崔珩和謝安約的地點也在這家洋坪百貨商行。
陸銘這幾天不知道在忙些什麽,還真放心把這個案子交給了崔珩。準确來說,是甩給了謝安。
謝安故地重游,看着這間仍保留着上世紀設計風格的商鋪,深有感觸。
這家店鋪從民國時期開業至今,店裏的柱子都見證了百年歷史。
崔珩察覺到謝安情緒不太對,問到,“你來過?”
謝安點頭,說,“很久以前來過,與這裏有些淵源。”
兩人在來之前用手機溝通過,此行的目的就是探查商鋪近期有無異常情況。
崔珩問什麽是異常情況。謝安回答說去了就知道了。
這間商行是周家從發跡之日起至今僅有的一直在維持經營的商鋪,盡管每年商行的維護費用遠遠大于營業收入,周家人也從未想過讓這家店停止營業。
按照原計劃,崔珩打算找店員聊聊天。
今天守店的店員是個二十多歲的小姑娘,崔珩打算先從就業問題拉近一下彼此的距離,再試圖套出更多有用的信息。
謝安不等崔珩進入正題,在商行大廳裏走了一圈,輕車熟路地掀開前廳角落裏的門簾走向後院。
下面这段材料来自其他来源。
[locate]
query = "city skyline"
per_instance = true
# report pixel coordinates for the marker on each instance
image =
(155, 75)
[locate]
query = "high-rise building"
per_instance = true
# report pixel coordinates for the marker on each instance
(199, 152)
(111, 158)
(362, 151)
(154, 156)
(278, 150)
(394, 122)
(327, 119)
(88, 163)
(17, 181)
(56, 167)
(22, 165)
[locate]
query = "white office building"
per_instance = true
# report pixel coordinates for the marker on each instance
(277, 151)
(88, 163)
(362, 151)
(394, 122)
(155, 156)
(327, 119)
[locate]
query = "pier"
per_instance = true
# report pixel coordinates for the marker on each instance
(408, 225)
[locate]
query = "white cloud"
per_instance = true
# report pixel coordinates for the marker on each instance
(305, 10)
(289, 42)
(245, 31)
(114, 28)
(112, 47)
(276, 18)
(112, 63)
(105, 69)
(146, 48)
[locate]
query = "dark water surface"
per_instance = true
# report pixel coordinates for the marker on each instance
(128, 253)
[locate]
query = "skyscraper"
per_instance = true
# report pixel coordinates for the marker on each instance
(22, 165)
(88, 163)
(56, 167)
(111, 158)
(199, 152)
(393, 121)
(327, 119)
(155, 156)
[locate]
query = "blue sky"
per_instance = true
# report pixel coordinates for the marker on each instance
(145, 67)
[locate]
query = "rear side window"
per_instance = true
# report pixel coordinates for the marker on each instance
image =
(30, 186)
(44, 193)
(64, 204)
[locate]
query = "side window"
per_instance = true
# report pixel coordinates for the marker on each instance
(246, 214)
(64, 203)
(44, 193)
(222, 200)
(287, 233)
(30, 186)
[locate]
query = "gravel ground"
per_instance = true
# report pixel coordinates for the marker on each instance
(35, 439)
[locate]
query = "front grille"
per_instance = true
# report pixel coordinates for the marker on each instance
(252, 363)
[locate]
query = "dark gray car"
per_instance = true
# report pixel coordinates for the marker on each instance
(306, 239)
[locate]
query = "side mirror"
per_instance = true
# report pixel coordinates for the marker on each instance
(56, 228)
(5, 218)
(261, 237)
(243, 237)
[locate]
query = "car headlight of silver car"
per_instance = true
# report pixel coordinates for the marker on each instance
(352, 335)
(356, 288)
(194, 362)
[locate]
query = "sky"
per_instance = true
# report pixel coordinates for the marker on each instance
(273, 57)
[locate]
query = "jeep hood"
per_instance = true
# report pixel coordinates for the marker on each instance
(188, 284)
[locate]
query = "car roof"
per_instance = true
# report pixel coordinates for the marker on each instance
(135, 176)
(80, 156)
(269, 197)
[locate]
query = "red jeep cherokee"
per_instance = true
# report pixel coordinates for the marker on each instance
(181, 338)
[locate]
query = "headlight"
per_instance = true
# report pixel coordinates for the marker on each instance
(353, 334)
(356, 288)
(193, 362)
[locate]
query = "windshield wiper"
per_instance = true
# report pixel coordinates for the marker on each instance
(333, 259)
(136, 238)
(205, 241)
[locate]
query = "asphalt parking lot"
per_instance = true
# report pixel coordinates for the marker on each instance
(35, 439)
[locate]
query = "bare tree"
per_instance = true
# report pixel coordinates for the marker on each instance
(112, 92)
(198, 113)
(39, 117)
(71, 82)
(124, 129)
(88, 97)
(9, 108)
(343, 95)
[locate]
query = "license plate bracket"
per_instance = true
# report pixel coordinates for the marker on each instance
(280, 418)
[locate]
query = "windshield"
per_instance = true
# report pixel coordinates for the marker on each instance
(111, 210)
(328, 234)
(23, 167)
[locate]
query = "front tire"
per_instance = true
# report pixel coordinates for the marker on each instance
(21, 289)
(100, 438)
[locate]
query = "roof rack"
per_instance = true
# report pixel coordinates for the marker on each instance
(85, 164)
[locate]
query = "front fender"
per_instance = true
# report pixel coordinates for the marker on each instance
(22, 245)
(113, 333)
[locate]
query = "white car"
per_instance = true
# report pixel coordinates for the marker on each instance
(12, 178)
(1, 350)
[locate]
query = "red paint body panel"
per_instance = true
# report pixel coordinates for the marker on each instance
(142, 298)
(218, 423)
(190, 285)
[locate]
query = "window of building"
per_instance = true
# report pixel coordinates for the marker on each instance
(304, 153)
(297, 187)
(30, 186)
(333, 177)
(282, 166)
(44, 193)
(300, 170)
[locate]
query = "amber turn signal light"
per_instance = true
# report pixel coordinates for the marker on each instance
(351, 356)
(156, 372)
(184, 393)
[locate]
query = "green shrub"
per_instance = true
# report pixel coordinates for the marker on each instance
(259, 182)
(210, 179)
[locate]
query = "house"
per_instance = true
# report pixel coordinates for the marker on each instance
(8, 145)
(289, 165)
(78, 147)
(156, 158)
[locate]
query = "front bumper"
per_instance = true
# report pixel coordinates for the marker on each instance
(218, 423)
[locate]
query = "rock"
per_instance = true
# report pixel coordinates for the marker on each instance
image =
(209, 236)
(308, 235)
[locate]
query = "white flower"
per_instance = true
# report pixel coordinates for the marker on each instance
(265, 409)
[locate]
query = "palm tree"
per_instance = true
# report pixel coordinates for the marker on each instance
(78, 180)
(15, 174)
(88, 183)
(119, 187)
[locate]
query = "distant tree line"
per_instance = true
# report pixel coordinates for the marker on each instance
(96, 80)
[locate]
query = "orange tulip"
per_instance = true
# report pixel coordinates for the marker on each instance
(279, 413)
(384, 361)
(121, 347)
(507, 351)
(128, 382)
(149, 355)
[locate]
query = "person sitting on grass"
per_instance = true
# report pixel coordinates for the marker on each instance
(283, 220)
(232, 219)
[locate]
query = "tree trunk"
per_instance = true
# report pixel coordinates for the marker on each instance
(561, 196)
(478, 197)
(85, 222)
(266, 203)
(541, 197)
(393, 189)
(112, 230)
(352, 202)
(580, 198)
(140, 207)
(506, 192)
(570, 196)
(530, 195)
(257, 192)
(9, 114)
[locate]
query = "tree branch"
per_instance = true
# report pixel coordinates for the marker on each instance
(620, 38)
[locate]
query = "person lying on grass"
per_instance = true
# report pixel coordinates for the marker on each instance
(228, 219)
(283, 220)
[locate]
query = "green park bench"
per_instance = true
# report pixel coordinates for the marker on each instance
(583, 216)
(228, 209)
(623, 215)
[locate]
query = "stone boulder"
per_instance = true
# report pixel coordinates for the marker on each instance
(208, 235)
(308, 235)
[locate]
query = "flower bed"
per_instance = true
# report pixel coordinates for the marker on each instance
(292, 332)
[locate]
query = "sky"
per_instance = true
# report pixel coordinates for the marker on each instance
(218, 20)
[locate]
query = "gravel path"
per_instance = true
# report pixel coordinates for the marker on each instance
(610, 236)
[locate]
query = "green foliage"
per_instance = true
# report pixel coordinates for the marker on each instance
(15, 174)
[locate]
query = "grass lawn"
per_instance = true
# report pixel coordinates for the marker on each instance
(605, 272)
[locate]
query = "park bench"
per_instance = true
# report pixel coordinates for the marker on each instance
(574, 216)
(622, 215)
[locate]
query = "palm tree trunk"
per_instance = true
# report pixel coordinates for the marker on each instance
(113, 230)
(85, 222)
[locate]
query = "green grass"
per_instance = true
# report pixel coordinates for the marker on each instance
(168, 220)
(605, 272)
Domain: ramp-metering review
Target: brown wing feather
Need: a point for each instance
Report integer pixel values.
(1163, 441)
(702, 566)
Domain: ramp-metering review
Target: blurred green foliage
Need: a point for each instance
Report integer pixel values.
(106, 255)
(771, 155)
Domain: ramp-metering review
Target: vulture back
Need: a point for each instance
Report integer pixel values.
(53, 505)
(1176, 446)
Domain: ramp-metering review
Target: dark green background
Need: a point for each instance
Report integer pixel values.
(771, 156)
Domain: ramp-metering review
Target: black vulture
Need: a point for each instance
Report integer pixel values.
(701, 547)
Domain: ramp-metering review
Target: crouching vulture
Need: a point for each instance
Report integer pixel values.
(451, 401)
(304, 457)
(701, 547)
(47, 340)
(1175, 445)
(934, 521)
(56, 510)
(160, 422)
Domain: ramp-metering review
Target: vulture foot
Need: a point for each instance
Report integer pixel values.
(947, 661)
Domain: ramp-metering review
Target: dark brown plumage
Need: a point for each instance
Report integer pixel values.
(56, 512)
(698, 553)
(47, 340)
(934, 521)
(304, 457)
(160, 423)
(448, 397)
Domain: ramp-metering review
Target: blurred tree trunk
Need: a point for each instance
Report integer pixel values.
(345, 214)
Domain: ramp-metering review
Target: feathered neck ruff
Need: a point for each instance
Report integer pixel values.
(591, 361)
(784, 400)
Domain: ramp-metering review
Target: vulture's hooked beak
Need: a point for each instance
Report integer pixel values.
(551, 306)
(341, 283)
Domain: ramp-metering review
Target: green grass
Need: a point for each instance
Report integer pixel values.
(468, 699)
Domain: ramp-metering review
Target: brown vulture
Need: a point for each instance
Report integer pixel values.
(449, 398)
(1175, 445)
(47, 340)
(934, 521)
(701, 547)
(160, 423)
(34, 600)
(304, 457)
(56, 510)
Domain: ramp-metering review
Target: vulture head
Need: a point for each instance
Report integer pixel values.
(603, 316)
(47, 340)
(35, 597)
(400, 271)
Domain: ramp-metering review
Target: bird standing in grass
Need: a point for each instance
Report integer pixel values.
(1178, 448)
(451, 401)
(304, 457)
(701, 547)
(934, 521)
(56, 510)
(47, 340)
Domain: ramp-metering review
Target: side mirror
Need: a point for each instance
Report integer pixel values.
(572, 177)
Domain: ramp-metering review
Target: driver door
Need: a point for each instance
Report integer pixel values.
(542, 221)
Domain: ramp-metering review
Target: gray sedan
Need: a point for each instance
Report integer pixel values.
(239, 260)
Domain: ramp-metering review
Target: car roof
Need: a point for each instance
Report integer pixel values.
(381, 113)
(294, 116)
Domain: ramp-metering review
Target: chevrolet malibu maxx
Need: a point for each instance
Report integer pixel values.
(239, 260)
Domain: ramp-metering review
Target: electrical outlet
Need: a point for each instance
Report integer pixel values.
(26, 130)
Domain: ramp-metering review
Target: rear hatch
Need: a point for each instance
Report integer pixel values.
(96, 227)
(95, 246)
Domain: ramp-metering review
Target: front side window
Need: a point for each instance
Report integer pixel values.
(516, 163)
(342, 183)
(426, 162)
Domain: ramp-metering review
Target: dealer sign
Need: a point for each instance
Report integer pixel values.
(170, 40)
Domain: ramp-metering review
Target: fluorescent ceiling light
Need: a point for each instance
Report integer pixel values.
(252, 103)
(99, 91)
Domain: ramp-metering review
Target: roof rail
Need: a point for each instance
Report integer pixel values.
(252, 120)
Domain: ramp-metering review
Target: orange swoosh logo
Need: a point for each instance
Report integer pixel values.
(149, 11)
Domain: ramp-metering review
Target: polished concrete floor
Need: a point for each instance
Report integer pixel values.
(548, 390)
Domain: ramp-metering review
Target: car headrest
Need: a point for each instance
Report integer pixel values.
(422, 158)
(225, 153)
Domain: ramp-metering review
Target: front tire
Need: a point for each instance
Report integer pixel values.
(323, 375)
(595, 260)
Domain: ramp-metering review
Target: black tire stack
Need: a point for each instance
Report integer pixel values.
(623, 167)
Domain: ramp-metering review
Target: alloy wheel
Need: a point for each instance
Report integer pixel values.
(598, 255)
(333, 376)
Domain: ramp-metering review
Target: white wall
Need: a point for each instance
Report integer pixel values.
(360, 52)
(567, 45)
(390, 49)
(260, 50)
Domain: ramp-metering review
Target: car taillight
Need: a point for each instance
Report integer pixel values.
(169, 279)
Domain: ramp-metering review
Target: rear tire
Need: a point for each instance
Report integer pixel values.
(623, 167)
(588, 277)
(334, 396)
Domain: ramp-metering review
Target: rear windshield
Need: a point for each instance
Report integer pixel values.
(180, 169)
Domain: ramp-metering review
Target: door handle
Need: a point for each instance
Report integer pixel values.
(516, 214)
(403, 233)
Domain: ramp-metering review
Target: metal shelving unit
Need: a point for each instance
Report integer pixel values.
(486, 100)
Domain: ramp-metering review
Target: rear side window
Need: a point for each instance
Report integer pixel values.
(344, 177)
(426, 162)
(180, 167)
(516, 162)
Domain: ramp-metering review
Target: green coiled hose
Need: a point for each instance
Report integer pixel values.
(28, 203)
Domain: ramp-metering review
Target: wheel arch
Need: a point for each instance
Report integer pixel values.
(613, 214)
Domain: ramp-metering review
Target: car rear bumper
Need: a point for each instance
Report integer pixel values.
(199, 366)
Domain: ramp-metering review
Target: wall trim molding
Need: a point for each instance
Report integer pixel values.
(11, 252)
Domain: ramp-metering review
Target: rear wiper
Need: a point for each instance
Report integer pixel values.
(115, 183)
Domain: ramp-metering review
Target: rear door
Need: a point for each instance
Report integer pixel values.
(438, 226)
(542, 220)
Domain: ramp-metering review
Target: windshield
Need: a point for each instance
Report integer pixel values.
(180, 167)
店員“诶”了幾聲,說着“先生那是私人區域不開放參觀”,但也沒有上前阻止。
崔珩忙說“不好意思”,也跟了進去。
後院有一棵大榕樹,枝芽繁茂,有小鳥栖息。除了榕樹根系附近裸露的土地外,院子的地面都鋪了青石板,很多都已經破碎了,上面爬滿了苔藓。院子裏還有一口井和一個大水缸,井口被封住了,水缸裏養了幾條白底紅紋的觀賞魚,在睡蓮水草之間嬉戲游動。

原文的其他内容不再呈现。